Фонтан был загажен, очевидно нарочно, так что воды нельзя было брать из него. Так же была загажена и мечеть, и мулла с муталимами очищал ее.
Старики хозяева собрались на площади и, сидя на корточках, обсуждали свое положение. О ненависти к русским никто не говорил. Чувство, которое испытывали все чеченцы от мала до велика, было сильнее ненависти. Это была не ненависть, а непризнание этих русских собак людьми и такое отвращение, гадливость и недоумение перед нелепой жестокостью этих существ, что желание истребления их, как желание истребления крыс, ядовитых пауков и волков, было таким же естественным чувством, как чувство самосохранения»89.
Пафос этой сцены перекликается с гуманистическим пафосом стихотворения Надсона «Герою», хотя по степени воздействия на читателя эти тексты несопоставимы. Стихотворные строчки Надсона не идут ни в какое сравнение с гениальной прозой Толстого. Но и патетика гражданской лирики, и кажущаяся простота толстовской прозы однозначно убеждают читателя в приоритете гуманистических ценностей над имперскими. Сакраментальная фраза несравненного Портоса «Я дерусь, потому что дерусь!» уже перестала быть аксиомой для образованного человека и далее не могла существовать в качестве краеугольного камня его мировоззрения.
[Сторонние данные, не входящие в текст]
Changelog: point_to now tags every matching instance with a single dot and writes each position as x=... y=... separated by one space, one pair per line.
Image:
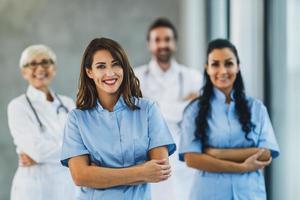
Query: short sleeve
x=72 y=143
x=267 y=137
x=188 y=140
x=158 y=130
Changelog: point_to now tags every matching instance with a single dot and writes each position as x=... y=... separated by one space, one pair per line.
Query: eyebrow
x=100 y=63
x=113 y=61
x=228 y=59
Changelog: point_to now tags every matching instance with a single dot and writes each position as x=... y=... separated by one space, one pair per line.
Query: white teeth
x=110 y=81
x=40 y=76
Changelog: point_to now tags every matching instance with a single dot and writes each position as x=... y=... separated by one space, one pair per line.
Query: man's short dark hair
x=162 y=22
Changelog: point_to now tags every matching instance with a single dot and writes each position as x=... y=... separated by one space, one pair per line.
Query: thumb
x=161 y=161
x=259 y=153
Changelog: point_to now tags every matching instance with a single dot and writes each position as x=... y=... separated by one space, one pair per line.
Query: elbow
x=78 y=178
x=265 y=156
x=189 y=160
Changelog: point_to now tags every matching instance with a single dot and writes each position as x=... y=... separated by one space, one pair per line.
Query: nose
x=222 y=69
x=110 y=72
x=39 y=67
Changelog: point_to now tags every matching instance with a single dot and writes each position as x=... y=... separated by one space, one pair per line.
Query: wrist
x=242 y=167
x=140 y=173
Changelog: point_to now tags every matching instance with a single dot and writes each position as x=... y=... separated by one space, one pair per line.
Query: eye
x=100 y=66
x=228 y=64
x=167 y=39
x=215 y=64
x=33 y=64
x=116 y=63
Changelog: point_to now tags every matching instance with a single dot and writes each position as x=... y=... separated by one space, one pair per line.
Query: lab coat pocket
x=141 y=146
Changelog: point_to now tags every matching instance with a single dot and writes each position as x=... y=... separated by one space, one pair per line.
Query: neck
x=46 y=91
x=227 y=93
x=108 y=101
x=165 y=66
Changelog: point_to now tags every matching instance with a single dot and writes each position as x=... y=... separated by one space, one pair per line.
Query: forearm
x=238 y=154
x=101 y=177
x=159 y=153
x=208 y=163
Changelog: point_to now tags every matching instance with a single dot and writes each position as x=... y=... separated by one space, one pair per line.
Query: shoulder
x=191 y=74
x=67 y=100
x=144 y=103
x=255 y=103
x=188 y=70
x=192 y=108
x=17 y=102
x=257 y=107
x=140 y=70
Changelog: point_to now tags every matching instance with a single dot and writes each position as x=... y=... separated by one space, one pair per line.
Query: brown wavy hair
x=87 y=93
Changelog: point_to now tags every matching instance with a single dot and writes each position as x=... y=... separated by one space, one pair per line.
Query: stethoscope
x=60 y=107
x=180 y=79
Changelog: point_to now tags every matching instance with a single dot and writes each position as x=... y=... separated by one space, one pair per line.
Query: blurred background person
x=227 y=136
x=173 y=86
x=36 y=122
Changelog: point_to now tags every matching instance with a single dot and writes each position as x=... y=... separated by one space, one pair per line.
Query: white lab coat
x=48 y=180
x=167 y=89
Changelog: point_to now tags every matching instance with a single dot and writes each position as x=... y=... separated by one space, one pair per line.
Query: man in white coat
x=172 y=86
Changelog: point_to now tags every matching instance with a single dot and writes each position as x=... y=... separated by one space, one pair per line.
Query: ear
x=148 y=44
x=89 y=73
x=238 y=68
x=206 y=68
x=24 y=73
x=54 y=70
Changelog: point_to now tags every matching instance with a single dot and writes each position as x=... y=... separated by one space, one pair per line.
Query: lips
x=40 y=76
x=110 y=81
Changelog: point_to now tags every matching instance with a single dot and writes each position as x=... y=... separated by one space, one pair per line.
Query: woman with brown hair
x=115 y=142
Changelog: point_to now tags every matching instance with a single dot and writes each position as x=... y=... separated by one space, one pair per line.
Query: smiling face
x=106 y=72
x=222 y=69
x=39 y=71
x=162 y=44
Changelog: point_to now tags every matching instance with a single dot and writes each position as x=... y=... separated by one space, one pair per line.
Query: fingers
x=265 y=163
x=259 y=153
x=162 y=161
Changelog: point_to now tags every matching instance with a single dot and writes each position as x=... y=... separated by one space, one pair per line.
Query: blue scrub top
x=117 y=139
x=225 y=131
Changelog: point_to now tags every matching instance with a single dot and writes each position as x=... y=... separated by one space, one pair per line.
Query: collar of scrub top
x=220 y=96
x=119 y=105
x=154 y=69
x=34 y=94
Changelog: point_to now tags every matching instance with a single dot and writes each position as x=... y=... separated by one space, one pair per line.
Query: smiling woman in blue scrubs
x=115 y=142
x=227 y=136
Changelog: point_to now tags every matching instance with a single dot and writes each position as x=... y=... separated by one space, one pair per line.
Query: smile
x=110 y=81
x=40 y=76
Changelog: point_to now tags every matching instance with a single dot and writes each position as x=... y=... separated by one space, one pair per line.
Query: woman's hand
x=252 y=163
x=156 y=170
x=25 y=160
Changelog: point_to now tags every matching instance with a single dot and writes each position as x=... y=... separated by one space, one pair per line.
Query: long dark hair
x=87 y=93
x=241 y=104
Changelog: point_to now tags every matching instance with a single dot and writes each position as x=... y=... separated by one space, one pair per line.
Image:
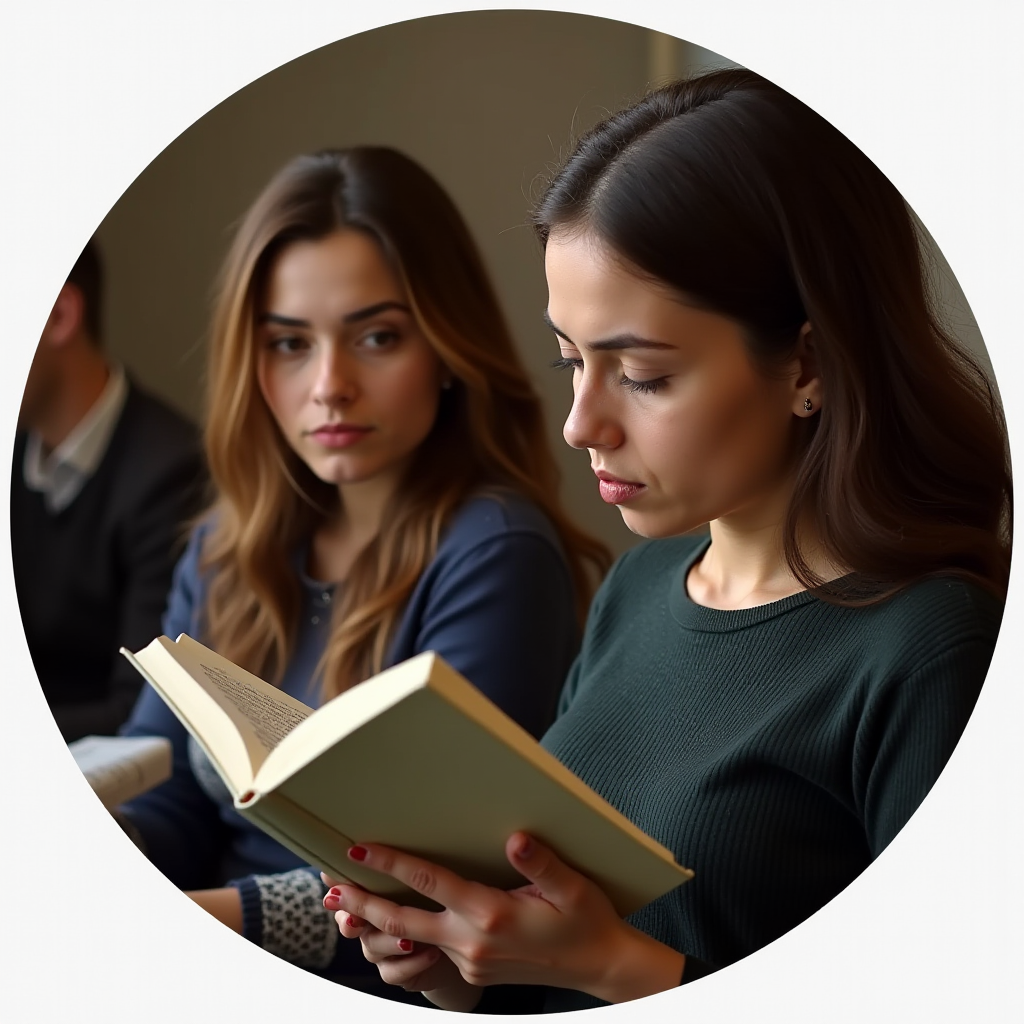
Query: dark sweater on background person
x=775 y=750
x=94 y=576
Всякий, кто прочитал эту страницу, уже не мог, не погрешив против совести, оправдывать любые завоевательные войны империи. С такими мыслями читатели Толстого встретили Первую мировую войну, которую официальная пропаганда пыталась представить как Вторую Отечествешгую. В разгар этой войны Александр Александрович Блок работал над поэмой «Возмездие», в первой главе которой были такие строки:
Но тот, кто двигал, управляя
Марионетками всех стран,
-Тот знал, что делал, насылая
Гуманистический туман:
Там, в сером и гнилом тумане,
Увяла плоть, и дух погас,
И ангел сам священной брани,
Казалось, отлетел от нас...90
Формально Российская империя еще продолжала существовать, до ее распада оставалось несколько лет, но из империи уже ушла душа, всё омертвело задолго до ее распада. «Здравствуй, новая жизнь!» — восклицают молодые герои чеховского «Вишнёвого сада». Но новая жизнь уже наступила. Русская интеллигенция так сильно жаждала расстаться со старой жизнью, что не понимала того, как по мере отмирания имперских ценностей происходило нарождение совершенно новых отношений - производственных, правовых, нравственных и ценностных. И эти новые отношения, которые были отношениями буржуазными, капиталистическими, совершенно не вписывались в идеалистическую картину мира русской интеллигенции. Интеллигенция не понимала, да и не пыталась понять суть этих отношений. Зато она горела желанием обрести пророка, указующего верный путь, и учителя жизни, олицетворяющего непреложный нравственный ориентир в быстро меняющемся мире. И такой учитель нашёлся.